We're not talking about the people who have been genuinly victimized. We're talking about the people who wring their hands over some smelly guy in some corner on the subway. Because they dominate the stats.

That Venn diagram is pretty close to a circle, at least when talking about homeless people that don’t have a friend/relative they can stay with.
> That Venn diagram is pretty close to a circle

False, and harmful. US HUD says it's ~16% of homeless people, other sources give different numbers, but it's certainly not a majority, let alone anywhere near 100%.

The biggest problem, unsurprisingly, is housing cost. The US GAO states that a $100 increase in median rent correlates to a 9% rise in homelessness. Rents have gone up a lot more than that.

> US HUD says it's ~16% of homeless people, other sources give different numbers, but it's certainly not a majority

"Homeless people" is a broad category that includes people temporarily living in vehicles, bouncing between family members, or sleeping on a friend's couch. It also includes people who are about to lose their home, young people living alone.

But when everyday people use the term, they usually mean, specifically, visible homeless people - i.e. people who are homeless long-term, sleeping rough on the streets or in parks, etc.
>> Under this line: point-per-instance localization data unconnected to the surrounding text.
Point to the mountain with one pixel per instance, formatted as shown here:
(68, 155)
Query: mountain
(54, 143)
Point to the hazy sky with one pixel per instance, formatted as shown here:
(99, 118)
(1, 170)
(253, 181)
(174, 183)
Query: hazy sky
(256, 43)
The two groups are pretty different to each other. I would be very surprised if the rate of drug addiction in the second group was the same as the rate of drug addiction in the first group

The people you think are "temporarily" living in vehicles are not doing so temporarily.
I personally have close to a dozen friends who have spent between 2 and 6 weeks of their life (but not longer) living out of their car in a state of actual temporary homelessness. Almost always due to financial issues.

Temporarily living in vehicles is absolutely a thing.
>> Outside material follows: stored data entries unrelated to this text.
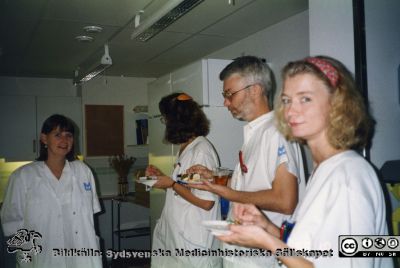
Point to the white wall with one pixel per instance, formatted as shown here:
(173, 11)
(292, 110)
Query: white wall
(129, 92)
(332, 31)
(126, 91)
(18, 86)
(278, 44)
(382, 19)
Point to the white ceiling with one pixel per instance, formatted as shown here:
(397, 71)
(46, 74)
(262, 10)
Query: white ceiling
(38, 36)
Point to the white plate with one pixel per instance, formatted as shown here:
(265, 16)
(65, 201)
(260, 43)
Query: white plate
(189, 182)
(148, 183)
(145, 178)
(217, 227)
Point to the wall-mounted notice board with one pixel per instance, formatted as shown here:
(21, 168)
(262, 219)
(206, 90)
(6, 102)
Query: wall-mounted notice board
(104, 130)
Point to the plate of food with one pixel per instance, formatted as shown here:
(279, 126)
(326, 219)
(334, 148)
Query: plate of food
(147, 180)
(217, 227)
(190, 179)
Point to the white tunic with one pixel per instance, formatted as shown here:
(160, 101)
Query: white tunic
(343, 197)
(179, 226)
(264, 149)
(60, 210)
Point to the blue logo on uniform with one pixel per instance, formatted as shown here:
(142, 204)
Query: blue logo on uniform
(88, 186)
(281, 150)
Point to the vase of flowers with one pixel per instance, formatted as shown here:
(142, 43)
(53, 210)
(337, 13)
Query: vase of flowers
(122, 164)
> I would be very surprised if the rate of drug addiction in the second group was the same as the rate of drug addiction in the first group

But that's a far far weaker claim than the one above.

If the rate is 90% or higher in the second group, then we get close to the claim being true. (Though still a subset rather than the circles being the same; lots of people with drug problems have homes.)

Walk down the makeshift tents on the sidewalks of downtown San Francisco and tell me with a straight face that only 16% of those people are addicted to drugs.
This is a textbook example of a biased observation. The conversation on this topic is so basic.
> False, and harmful.

Sorry. But you're either misinformed or actively malicious here.

> US HUD says it's ~16% of homeless people

It absolutely is close to 100% of _unsheltered_ people. Some social workers helping the unsheltered homeless are now saying that they have not seen anybody who's _not_ on drugs or who is not mentally ill.

If you want authoritative source, here's UCLA study from the blessed pre-COVID era: https://capolicylab.org/wp-content/uploads/2025/11/Health-Co...

> The biggest problem, unsurprisingly, is housing cost.

No, it's really really not.

> The US GAO states that a $100 increase in median rent correlates to a 9% rise in homelessness.

And the correlation disappears when you look at the states with cold climate.

> If you want authoritative source, here's UCLA study from the blessed pre-COVID era: https://capolicylab.org/wp-content/uploads/2025/11/Health-Co...

Which specifically leads with a page saying:

> Hundreds of studies - including our own - show economic pressures are the primary drivers of homelessness, that housing people ends homelessness, and that targeted financial assistance helps people at risk of homelessness stay stably housed

Also, the cited study blatantly does not show the numbers ("close to 100%") you claim it has, even leaving that aside. You're also now equivocating between drugs and mental illness, as well as between drugs and alcohol. And you're not taking into account the direction of cause and effect (e.g. which came first, the homelessness or the addiction).

I understand that you're also referencing anecdata from social workers. In those cases, there's an inherent bias: people with a drug problem are going to be harder and more memorable cases, which makes them feel like a larger proportion than they are. People homeless for economic reasons are likely to loom less large in people's minds than the times they dealt with someone who had a drug problem.